Open jordaniac89 opened 4 years ago
FYI, I fixed the 'NoneType' object has no attribute 'retire_workers'
. Realized the variable should be called "dask_scheduler" instead of "scheduler". Still receiving the broken pipe stacktraces, though.
Can you share a bit more about how you start your scheduler and workers? I don't see any unusual output when running your code locally.
Hi Tom, The first block of code I shared is basically it. Just starting up the LocalCluster that is created when creating the Client with no arguments. I ran it both in PyCharm and through the python3 CLI and receive that same error both ways. I may also try upgrading my python version and see if that resolves it.

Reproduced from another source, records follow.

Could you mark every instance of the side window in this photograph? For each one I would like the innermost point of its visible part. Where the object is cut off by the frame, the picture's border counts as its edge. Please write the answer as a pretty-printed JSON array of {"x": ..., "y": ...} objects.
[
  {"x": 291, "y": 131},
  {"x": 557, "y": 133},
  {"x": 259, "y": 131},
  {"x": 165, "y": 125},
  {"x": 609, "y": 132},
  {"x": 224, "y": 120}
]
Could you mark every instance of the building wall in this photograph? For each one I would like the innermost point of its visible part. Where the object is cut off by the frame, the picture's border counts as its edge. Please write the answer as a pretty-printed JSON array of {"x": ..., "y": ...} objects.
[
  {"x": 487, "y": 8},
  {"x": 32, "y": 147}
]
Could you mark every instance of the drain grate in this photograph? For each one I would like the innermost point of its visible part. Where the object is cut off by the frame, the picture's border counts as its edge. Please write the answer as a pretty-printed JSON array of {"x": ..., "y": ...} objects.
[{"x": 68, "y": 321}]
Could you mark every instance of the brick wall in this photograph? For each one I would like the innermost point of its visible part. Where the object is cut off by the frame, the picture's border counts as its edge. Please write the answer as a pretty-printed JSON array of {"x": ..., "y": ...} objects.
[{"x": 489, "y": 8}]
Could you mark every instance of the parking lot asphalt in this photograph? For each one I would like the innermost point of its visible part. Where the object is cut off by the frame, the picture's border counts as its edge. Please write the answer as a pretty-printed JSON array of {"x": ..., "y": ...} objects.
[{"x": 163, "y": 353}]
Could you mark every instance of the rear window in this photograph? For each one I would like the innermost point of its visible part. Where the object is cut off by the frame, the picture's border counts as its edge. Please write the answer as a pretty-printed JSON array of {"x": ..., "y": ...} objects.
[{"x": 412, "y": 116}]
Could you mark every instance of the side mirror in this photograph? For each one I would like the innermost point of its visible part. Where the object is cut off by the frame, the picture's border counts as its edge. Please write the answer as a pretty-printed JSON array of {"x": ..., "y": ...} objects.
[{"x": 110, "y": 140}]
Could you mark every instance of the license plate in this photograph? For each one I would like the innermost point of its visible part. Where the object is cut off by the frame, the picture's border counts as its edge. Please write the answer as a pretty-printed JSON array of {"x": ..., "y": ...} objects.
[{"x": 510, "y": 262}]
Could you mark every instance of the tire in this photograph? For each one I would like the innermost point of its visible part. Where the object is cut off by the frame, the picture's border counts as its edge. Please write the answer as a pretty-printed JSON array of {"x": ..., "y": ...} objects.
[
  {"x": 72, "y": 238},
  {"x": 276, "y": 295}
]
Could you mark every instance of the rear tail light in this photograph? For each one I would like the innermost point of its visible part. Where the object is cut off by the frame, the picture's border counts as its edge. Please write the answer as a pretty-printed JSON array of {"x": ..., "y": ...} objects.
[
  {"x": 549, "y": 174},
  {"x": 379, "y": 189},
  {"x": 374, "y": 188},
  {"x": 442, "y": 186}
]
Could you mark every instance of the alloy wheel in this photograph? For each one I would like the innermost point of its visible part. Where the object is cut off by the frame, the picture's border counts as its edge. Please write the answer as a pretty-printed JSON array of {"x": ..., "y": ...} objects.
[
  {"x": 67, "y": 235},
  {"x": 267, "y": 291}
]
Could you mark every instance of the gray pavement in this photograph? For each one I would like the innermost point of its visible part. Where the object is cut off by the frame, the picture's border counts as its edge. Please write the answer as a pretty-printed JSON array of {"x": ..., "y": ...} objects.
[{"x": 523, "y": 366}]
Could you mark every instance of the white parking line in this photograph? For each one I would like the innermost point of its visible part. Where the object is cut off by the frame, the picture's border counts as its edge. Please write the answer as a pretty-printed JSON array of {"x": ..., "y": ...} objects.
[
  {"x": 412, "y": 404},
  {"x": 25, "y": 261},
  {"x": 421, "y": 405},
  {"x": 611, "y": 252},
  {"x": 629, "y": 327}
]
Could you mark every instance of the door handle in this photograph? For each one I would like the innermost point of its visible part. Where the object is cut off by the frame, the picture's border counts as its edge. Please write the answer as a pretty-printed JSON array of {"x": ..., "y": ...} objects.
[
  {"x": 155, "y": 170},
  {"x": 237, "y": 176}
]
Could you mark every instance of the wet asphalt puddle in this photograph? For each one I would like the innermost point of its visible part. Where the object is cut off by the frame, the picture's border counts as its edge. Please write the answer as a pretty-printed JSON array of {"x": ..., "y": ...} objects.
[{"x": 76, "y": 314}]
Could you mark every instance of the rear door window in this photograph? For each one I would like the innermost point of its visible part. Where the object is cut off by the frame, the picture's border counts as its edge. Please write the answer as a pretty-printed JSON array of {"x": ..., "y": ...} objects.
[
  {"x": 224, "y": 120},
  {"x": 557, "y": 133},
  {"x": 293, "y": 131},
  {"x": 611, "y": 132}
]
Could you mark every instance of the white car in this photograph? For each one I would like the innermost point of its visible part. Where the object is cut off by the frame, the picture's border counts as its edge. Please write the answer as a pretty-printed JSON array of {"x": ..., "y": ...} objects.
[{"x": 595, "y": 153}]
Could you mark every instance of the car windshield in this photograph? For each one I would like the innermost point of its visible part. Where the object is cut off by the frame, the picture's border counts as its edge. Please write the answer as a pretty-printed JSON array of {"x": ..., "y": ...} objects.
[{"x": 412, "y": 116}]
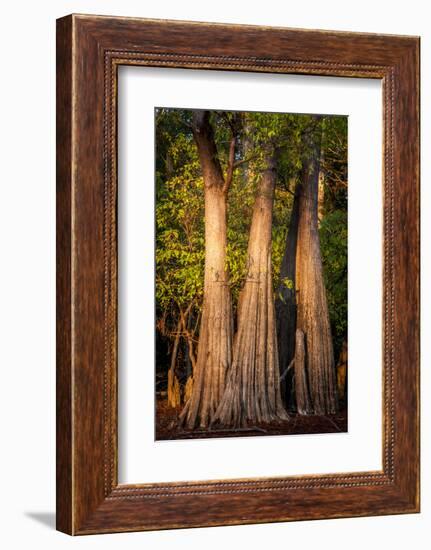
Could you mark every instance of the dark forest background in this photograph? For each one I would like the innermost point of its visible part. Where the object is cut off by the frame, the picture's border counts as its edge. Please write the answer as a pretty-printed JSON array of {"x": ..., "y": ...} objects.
[{"x": 180, "y": 231}]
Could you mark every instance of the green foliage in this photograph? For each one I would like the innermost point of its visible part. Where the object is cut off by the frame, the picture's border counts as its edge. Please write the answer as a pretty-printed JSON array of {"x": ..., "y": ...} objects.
[{"x": 333, "y": 245}]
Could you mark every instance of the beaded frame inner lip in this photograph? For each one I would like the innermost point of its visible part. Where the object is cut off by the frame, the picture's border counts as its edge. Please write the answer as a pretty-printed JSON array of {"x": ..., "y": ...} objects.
[{"x": 89, "y": 51}]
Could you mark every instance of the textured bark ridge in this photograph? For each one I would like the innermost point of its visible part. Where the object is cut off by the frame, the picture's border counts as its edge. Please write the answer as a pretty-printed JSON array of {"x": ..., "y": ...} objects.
[
  {"x": 252, "y": 392},
  {"x": 216, "y": 329},
  {"x": 303, "y": 401},
  {"x": 286, "y": 300},
  {"x": 312, "y": 307}
]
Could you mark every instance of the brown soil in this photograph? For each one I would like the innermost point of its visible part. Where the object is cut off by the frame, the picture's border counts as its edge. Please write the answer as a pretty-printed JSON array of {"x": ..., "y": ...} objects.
[{"x": 167, "y": 427}]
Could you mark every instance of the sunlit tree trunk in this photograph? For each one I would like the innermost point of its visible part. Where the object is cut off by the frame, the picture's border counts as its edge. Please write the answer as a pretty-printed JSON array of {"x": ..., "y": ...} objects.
[
  {"x": 216, "y": 328},
  {"x": 174, "y": 394},
  {"x": 286, "y": 300},
  {"x": 252, "y": 392},
  {"x": 302, "y": 393},
  {"x": 312, "y": 307}
]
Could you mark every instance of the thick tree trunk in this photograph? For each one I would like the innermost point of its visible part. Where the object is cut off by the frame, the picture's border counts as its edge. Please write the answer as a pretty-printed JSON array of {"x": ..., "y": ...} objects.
[
  {"x": 252, "y": 392},
  {"x": 174, "y": 394},
  {"x": 286, "y": 300},
  {"x": 303, "y": 401},
  {"x": 216, "y": 328},
  {"x": 312, "y": 307}
]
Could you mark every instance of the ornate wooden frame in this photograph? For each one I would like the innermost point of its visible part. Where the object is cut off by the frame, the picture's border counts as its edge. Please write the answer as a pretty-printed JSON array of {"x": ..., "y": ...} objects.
[{"x": 89, "y": 51}]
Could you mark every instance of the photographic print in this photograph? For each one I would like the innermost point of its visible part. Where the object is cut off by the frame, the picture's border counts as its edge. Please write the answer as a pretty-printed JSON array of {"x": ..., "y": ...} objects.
[{"x": 251, "y": 273}]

Can confirm this issue, running it in IPython shell, Python3
from dask.distributed import Client, LocalCluster
cluster = LocalCluster()
client = Client(cluster)
exit
This throws up the same error as posted above
@jordaniac89 or @mayanksatnalika would either of you be willing to try using the master
branch of distributed
? I'm not able to reproduce the broken pipe error on Python 3.6 or 3.7 when using the dev version of distributed
.
Hi, for me the issue happened when I installed in a fresh conda environment, python version Python 3.6.7
, when I installed dask with conda and then dask['complete']
with pip. Do you want me to build from source using the master branch.
Yeah, that'd be great if you have the time. You can install the current master
branch version of Dask into your environment with pip install git+https://github.com/dask/dask.git
I will also give this a shot when I get a chance.
Hi, I'm seeing the same errors using also the latest version from git dask==2.10.1+17.g2627a7d
.
I setup a for loop and I'm getting broken pipe errors at program termination around 20-30% of the runs.
The errors I'm getting range from the simple:
Traceback (most recent call last):
File "/opt/software/linux-centos7-ivybridge/gcc/8.2.0/python/3.7.2-cbouetvcy45ux7gwez3367vnomy7fajl/lib/python3.7/multiprocessing/queues.py", line 242, in _feed
send_bytes(obj)
File "/opt/software/linux-centos7-ivybridge/gcc/8.2.0/python/3.7.2-cbouetvcy45ux7gwez3367vnomy7fajl/lib/python3.7/multiprocessing/connection.py", line 200, in send_bytes
self._send_bytes(m[offset:offset + size])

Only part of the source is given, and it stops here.